(Brussels) – European Union leaders should take firm public stands on human rights concerns while meeting with their counterparts in China, Human Rights Watch said today in releasing a letter to the EU leadership. European Commission President Ursula von der Leyen and European Council President Charles Michel will travel to Beijing to attend the European Union-China summit on December 7 and 8, 2023.
“EU leaders should realize that the Chinese government’s deepening repressive rule will have serious implications for EU-China relations,” said Philippe Dam, EU director at Human Rights Watch. “Von der Leyen and Michel should address China’s rights violations head on and make clear to President Xi Jinping that there can be no business as usual if pervasive repression continues across the country.”
In the past year, there have been many top-level engagements between European and Chinese leaders as the EU and its member countries reviewed their relationships with China. The EU-China Summit comes after Michel’s November 2022 visit to Beijing, von der Leyen’s visit in March, and the visit by the EU top diplomat, Josep Borrell, in October. In June, EU leaders reiterated their concerns over human rights in China, but fell short of detailing a strategy to address Beijing’s alarming rights record.
Human Rights Watch urged the two leaders to press for the release of the unjustly imprisoned EU citizen and Hong Kong bookseller Gui Minhai, the Uyghur scholar and Sakharov Prize laureate Ilham Tohti, and the lawyer Yu Wensheng and his wife, Xu Yan, among many others.
EU institutions and governments of member states should also seriously reconsider their approach toward China, Human Rights Watch said. In particular, the EU and its member states should suspend their human rights dialogue with China, which has become meaningless because of the Chinese authorities’ unwillingness to genuinely engage on human rights issues.
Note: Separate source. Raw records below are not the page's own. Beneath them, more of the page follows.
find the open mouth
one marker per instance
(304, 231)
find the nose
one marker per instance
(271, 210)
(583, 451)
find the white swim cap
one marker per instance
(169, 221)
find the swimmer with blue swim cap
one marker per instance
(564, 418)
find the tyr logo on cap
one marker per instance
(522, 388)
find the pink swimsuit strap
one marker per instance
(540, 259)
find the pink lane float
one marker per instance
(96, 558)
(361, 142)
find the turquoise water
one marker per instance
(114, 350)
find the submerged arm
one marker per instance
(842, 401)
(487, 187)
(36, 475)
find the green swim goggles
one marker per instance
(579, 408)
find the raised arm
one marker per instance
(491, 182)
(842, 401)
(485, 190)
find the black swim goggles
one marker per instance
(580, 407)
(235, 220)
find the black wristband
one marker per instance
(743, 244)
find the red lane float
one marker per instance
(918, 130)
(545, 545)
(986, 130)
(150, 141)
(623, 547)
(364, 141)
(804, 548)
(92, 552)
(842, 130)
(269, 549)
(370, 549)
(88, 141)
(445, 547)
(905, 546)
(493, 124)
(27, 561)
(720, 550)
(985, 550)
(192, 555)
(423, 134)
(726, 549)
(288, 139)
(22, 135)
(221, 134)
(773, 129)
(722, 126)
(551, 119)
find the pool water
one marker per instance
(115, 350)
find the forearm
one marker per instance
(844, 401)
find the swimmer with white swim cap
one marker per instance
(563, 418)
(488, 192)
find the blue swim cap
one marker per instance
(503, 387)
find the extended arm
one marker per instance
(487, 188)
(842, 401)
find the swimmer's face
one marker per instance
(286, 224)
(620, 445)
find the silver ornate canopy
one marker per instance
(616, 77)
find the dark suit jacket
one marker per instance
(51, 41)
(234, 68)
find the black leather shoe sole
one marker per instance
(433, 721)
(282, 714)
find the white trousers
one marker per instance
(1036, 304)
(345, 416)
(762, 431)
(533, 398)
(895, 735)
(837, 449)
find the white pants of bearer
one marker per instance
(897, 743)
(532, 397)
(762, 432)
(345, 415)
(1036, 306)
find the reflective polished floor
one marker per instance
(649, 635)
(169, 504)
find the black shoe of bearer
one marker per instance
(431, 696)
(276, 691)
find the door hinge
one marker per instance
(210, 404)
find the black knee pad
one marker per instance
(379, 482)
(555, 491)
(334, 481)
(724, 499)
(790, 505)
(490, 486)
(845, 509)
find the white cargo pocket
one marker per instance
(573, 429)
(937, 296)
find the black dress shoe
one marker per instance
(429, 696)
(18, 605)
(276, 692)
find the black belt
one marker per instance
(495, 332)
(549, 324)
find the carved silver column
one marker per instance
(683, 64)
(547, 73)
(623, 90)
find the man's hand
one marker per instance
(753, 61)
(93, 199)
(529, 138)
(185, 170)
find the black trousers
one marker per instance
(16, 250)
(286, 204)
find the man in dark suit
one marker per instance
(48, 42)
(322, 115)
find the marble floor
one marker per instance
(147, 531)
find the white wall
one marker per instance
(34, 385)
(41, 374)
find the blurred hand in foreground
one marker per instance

Instead, they should commit to taking more effective action to address its human rights violations and advance prospects for accountability. That should include expanding targeted sanctions against officials responsible for grave violations in Xinjiang, Tibet, and Hong Kong, and taking the lead at the United Nations Human Rights Council toward creating a dedicated UN monitoring mechanism on China.
In Xinjiang, the Chinese authorities’ crimes against humanity against Uyghurs and other Turkic Muslims have included mass arbitrary detention, torture, enforced disappearances, mass surveillance, cultural and religious persecution, separation of families, forced labor, sexual violence, and violations of reproductive rights. In Tibet, the authorities repress and forcibly assimilate Tibetans.
In Hong Kong, the Chinese government has erased the liberties and freedoms after imposing a draconian National Security Law on the city. Across China, the government has further tightened its grip on society, with party-controlled courts handing down harsh sentences for human rights defenders.
The Chinese government’s transnational repression has extended its reach as it offers bounties for exiled Hong Kong democracy activists and former legislators. At the UN, the government is undermining international human rights mechanisms by rewriting norms, while helping to shield other governments from accountability through its veto power at the UN Security Council.
“The EU shouldn’t treat human rights as a tick-the-box exercise, but be prepared to take actions that match the urgency and magnitude of Beijing’s severe repression across the country,” Dam said. “A Chinese government that crushes its peoples basic rights will not be a reliable and accountable partner.”